In each episode of This Composer Is Sick, Ferguson would dive into the life of one stricken composer, drawing a through-line from their disease to their music to bits of their life’s story. On air, the flutist had that cool, mellifluous NPR tone, and her interplay with her invited musicologists and infectious disease experts was informative but lighthearted. But most of all, the program was a way to raise awareness. The pandemic saw a silent spike in syphilis cases; Ferguson wanted to use her platform to destigmatize the disease and encourage people to seek help.

“Emi is the ultimate connector,” said Yim. “She connects with human curiosity and spirit so well, and she does it all through her experiences as a performer.”

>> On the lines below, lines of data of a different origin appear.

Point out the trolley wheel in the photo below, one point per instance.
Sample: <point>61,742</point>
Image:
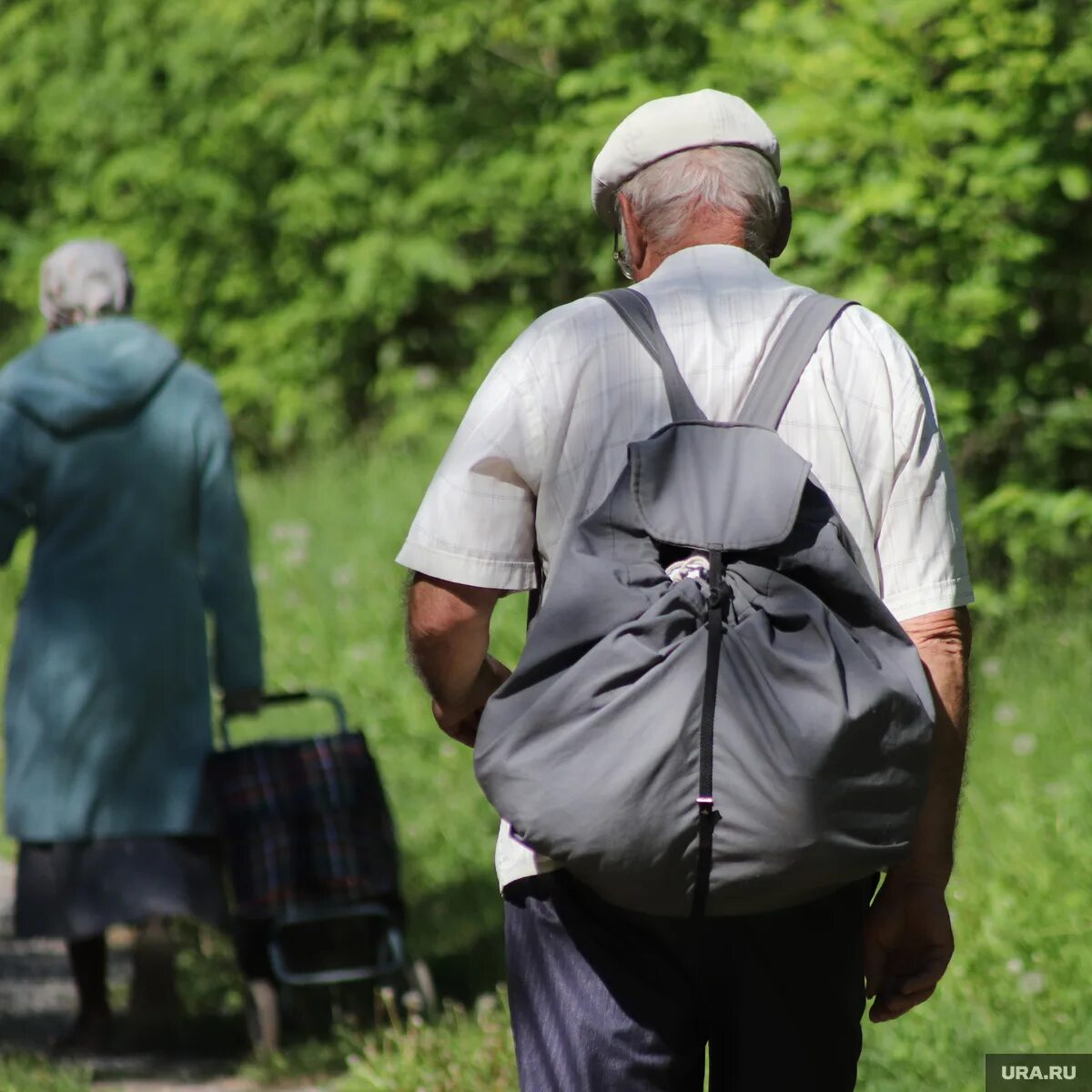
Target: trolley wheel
<point>263,1016</point>
<point>419,980</point>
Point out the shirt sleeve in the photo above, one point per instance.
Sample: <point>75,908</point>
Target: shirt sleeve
<point>476,523</point>
<point>920,549</point>
<point>228,587</point>
<point>17,480</point>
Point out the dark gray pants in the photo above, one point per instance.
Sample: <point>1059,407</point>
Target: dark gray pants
<point>603,999</point>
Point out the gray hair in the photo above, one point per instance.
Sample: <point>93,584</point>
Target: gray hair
<point>83,279</point>
<point>667,194</point>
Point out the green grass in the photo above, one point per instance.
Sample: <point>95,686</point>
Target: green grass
<point>325,536</point>
<point>25,1073</point>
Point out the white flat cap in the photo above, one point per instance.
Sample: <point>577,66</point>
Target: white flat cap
<point>666,126</point>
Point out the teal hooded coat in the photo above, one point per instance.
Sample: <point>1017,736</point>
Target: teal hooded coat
<point>118,454</point>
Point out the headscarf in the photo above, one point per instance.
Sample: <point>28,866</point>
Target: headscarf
<point>83,279</point>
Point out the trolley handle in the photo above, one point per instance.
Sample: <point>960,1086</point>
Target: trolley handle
<point>293,698</point>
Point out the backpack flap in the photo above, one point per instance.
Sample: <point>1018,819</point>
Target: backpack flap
<point>703,484</point>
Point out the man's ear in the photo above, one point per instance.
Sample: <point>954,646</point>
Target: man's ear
<point>637,245</point>
<point>780,240</point>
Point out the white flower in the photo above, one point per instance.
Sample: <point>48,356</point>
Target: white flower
<point>295,556</point>
<point>1033,982</point>
<point>1024,743</point>
<point>296,533</point>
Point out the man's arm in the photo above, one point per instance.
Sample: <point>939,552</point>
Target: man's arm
<point>448,640</point>
<point>907,935</point>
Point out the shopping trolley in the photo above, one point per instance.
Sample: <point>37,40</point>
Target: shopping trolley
<point>312,865</point>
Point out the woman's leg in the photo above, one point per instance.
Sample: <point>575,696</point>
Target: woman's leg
<point>91,1033</point>
<point>87,959</point>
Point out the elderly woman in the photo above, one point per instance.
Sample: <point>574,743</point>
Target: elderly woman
<point>117,453</point>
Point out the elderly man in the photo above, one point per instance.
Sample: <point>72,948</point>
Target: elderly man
<point>603,997</point>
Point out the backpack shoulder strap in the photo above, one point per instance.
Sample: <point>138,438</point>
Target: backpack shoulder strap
<point>784,365</point>
<point>637,312</point>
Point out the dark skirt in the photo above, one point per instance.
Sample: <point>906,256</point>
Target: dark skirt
<point>79,889</point>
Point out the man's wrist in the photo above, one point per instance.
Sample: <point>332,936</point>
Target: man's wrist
<point>935,874</point>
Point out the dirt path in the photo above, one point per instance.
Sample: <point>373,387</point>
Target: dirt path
<point>37,1000</point>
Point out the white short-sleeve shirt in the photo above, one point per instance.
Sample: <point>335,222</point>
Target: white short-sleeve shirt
<point>546,435</point>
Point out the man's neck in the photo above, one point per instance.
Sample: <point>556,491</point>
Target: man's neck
<point>723,230</point>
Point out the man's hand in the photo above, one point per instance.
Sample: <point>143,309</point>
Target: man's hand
<point>907,945</point>
<point>238,703</point>
<point>461,723</point>
<point>448,638</point>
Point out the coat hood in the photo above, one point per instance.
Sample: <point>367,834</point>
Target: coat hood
<point>88,376</point>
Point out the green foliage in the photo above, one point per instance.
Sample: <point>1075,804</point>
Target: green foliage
<point>338,206</point>
<point>460,1052</point>
<point>23,1073</point>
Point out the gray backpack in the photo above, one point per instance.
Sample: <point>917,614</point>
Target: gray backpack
<point>745,736</point>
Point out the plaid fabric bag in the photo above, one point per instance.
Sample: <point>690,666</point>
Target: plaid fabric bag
<point>304,823</point>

Ferguson in AMOC’s 2019 atmospheric production of Hans Werner Henze’s opera ‘El Cimerron’ (Photo by Stephanie Berger)

As the classical world continues to take notice of Ferguson’s polymath activities, her future shines ever brighter. Her $25,000 Avery Fisher Career Grant will help to fund her next recording project with Ruckus, in which the ensemble will “give the Fly the Coop treatment” to Telemann’s unaccompanied flute fantasias and new orchestrations of György Ligeti’s early-1950s piano tome Musica ricercata.

Farther afield, Ferguson will also pilot a Baroque series for the Santa Barbara-based chamber music collective Camerata Pacifica — her two performances will span from Bach to Bolivian Baroque to airs de cour. “Ferguson’s programming is so creative. She’s a phenomenon, a force of nature,” said Artistic Director Adrian Spence. “And when she’s onstage, she’s joy personified.”

Ferguson stepped down from her ear-training post at Juilliard this past year, but she remains an educator, both on her own and as part of AMOC. She doesn’t do much private teaching — it’s a huge responsibility, she says — but serves as a composition consultant of sorts. After all, her deep experience with the Baroque “stick with holes” gives her a unique perspective on how to write for the modern instrument.

Ferguson has consigned herself to the busy life. Nights when she sleeps in her own Harlem bed are rare. Bona fide days off, even rarer. But she’s grateful her made-up niche has grown with her.

“What I’m doing now — a bit of this, a bit of that — was not valued while I was a student. I’m very privileged to get to do something that I love, even when I’m tearing my hair out.”

Emery Kerekes is a writer and arts administrator based in New York. Winner of the 2022 Rubin Prize in Music Criticism. He works in The Metropolitan Museum of Art’s Department of Live Arts.